PURPOSE: Historically, cancer predisposition syndromes (CPSs) were rarely established for children with cancer. This nationwide, population-based study investigated how frequently children with cancer had or were likely to have a CPS. METHODS: Children (0–17 years) in Denmark with newly diagnosed cancer were invited to participate in whole-genome sequencing of germline DNA. Suspicion of CPS was assessed according to Jongmans’/McGill Interactive Pediatric OncoGenetic Guidelines (MIPOGG) criteria and familial cancer diagnoses were verified using population-based registries.
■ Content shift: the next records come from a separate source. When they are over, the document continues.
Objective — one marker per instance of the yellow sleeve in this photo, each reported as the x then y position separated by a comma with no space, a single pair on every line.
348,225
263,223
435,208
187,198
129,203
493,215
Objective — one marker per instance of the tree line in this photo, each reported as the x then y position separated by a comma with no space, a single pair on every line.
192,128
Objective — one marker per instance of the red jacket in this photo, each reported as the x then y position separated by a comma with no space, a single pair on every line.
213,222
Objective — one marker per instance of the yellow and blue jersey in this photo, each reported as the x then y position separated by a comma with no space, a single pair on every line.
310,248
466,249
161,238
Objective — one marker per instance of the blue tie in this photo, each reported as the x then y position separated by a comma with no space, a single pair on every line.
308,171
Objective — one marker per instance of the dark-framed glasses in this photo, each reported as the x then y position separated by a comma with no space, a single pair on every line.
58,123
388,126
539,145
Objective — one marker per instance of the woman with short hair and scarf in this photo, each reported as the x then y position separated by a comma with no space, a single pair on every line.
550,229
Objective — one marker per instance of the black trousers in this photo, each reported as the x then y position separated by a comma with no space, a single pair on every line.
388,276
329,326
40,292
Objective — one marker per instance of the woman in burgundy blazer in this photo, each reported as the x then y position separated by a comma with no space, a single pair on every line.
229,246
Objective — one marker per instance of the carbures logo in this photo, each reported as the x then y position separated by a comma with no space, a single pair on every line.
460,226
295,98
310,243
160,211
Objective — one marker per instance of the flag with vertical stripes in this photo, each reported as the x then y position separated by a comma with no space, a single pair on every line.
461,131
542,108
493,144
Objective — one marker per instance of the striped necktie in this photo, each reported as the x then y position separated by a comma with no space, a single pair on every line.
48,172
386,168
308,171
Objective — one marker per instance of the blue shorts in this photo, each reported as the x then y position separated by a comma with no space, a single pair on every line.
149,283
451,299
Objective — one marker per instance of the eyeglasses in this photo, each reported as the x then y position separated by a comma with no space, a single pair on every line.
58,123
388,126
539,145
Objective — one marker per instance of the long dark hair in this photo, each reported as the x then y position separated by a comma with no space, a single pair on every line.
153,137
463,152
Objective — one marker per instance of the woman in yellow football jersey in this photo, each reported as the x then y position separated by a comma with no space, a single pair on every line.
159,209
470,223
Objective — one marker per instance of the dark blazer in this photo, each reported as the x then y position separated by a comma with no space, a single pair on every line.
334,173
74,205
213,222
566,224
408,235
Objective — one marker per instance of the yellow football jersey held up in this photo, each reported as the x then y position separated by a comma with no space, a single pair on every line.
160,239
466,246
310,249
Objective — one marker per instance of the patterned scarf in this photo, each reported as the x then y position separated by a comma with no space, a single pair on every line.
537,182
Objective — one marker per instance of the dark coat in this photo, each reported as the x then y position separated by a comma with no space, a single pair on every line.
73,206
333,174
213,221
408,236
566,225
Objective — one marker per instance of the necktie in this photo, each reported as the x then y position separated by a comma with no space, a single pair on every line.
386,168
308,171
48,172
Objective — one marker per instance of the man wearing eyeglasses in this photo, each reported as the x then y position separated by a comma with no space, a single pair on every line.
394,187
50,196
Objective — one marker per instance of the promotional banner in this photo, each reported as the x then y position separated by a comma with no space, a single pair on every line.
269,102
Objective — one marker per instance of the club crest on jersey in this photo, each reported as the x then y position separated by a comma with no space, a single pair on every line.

RESULTS: 198 of 235 (84.3%) eligible patients participated, of whom 94/198 (47.5%) carried pathogenic variants (PVs) in a CPS gene or had clinical features indicating CPS. Twenty-nine of 198 (14.6%) patients harbored a CPS, of whom 21/198 (10.6%) harbored a childhood-onset and 9/198 (4.5%) an adult-onset CPS. In addition, 23/198 (11.6%) patients carried a PV associated with biallelic CPS. Seven of the 54 (12.9%) patients carried two or more variants in different CPS genes. Seventy of 198 (35.4%) patients fulfilled the Jongmans’ and/or MIPOGG criteria indicating an underlying CPS, including two of the 9 (22.2%) patients with an adult-onset CPS versus 18 of the 21 (85.7%) patients with a childhood-onset CPS (p = 0.0022), eight of the additional 23 (34.8%) patients with a heterozygous PV associated with biallelic CPS, and 42 patients without PVs. Children with a central nervous system (CNS) tumor had family members with CNS tumors more frequently than patients with other cancers (11/44, p = 0.04), but 42 of 44 (95.5%) cases did not have a PV in a CPS gene. CONCLUSION: These results demonstrate the value of systematically screening pediatric cancer patients for CPSs and indicate that a higher proportion of childhood cancers may be linked to predisposing germline variants than previously supposed.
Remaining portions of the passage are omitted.